What is the difference between a pre-approval and a pre-qualification?

For a pre-qualification, a broker or loan officer will collect information on you and acquire a credit report and then will provide you with a pre-qualification letter based on the provided information. This pre-qualification is not as lengthy or complete as a pre-approval. A pre-approval involves all the necessary steps for a loan to be approved, minus the appraisal and the title search. A thorough review of your documentation during this process puts you in a firmer position to negotiate with a seller because you are closer to being fully approved.

When should I refinance?

There are several situations where financing is beneficial. You may want to change your loan terms, such moving from an adjustable-rate loan to fixed-rate one. You may want to save money by reducing your loan term and making larger payments, or getting a lower interest rate. Refinancing also allows you to get rid of private mortgage insurance (PMI). You're also able to withdraw equity from your home through refinancing if you need cash for a large purchase, to pay off other debts, do some renovations, or to make an investment. Contact us today to find out if refinancing is right for you.

What is a rate lock?

A rate lock is a contractual agreement that binds the lender and the borrower. It pertains to four components: the loan program, interest rate, length of the lock, and points or credits.
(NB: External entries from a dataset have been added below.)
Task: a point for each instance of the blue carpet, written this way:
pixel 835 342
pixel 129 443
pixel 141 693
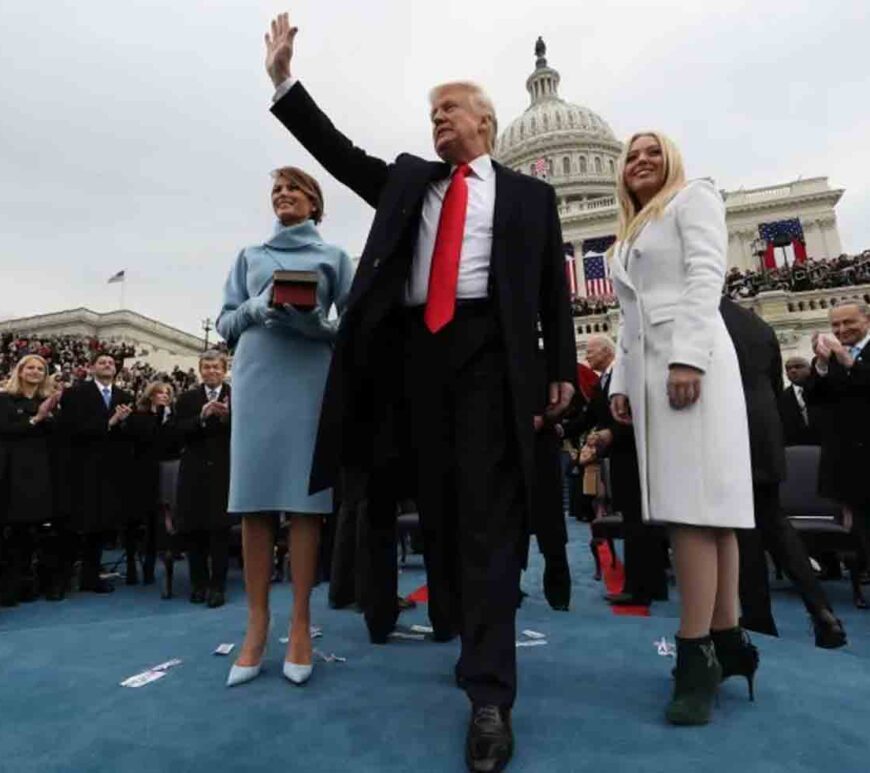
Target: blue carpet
pixel 590 700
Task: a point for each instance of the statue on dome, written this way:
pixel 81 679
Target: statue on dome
pixel 541 52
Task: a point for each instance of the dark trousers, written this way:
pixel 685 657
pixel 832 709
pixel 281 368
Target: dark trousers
pixel 469 492
pixel 773 533
pixel 206 547
pixel 377 565
pixel 92 556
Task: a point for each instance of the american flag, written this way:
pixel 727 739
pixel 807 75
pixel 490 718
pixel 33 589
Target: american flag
pixel 597 279
pixel 785 242
pixel 570 268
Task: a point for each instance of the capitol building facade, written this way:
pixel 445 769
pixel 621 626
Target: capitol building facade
pixel 576 151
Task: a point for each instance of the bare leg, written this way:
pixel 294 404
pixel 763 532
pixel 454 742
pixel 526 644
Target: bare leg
pixel 304 552
pixel 726 612
pixel 257 540
pixel 696 565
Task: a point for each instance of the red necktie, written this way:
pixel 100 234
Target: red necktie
pixel 444 273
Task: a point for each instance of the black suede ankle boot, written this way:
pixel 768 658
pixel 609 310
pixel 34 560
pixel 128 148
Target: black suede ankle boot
pixel 737 655
pixel 696 679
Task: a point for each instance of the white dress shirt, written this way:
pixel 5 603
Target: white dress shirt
pixel 476 242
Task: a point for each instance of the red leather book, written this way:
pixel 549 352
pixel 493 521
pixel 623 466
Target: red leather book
pixel 298 288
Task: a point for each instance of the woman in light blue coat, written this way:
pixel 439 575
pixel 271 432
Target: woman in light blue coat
pixel 279 370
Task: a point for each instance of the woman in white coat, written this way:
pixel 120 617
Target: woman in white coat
pixel 677 381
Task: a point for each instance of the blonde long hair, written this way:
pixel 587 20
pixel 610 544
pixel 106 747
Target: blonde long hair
pixel 45 389
pixel 144 403
pixel 633 217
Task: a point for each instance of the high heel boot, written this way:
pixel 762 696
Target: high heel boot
pixel 737 655
pixel 696 679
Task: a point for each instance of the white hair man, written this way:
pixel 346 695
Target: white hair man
pixel 463 260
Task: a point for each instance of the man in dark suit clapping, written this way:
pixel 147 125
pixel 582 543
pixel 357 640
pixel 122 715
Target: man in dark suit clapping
pixel 840 384
pixel 93 416
pixel 462 264
pixel 799 420
pixel 202 418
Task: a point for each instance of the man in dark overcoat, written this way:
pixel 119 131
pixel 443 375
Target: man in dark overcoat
pixel 92 418
pixel 202 417
pixel 463 262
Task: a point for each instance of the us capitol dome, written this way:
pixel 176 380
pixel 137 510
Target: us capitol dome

What is the difference between a mortgage lender and mortgage broker?

A San Diego mortgage broker will go over loan options with you and takes your application to processes the loan. He puts together the necessary information for the loan such as employment and assets verification, your credit report, appraisal, and more. Once this is complete, the San Diego mortgage lender comes into the picture to “underwrite” (determine if the borrower is qualified for the loan or not), and then fund the loan.

What is a full documentation loan?

A full documentation loan is where your assets and income are verified and disclosed. This information is used to determine your ability to repay your loan. Your deposits are verified by the bank and your banking records and your employment and income are verified by your employer. This is the most common kind of loan for a mortgage.

What are the other kinds of loans?

Stated income/verified assets: Your income is disclosed and the income source is verified. However, there is no verification of the actual amount. Aside from verifying the assets, it is also important for you to meet an adequacy standard. Stated income/stated assets: Your assets and income are disclosed but they are not verified. The source of income is verified though. No ratio: Your income is verified and disclosed. However, it is not used to qualify you. No income: Your assets should meet an adequacy standard and they should be verified and disclosed. Your income remains undisclosed though. No asset verification or Stated Assets: Your income is verified and disclosed and used as a qualification for your loan. Your assets are disclosed but do not need to be verified.

No asset: Your income is verified and disclosed. It is also used as your qualification. Your assets, however, are left undisclosed. No assets/no income: Neither your income or assets are disclosed.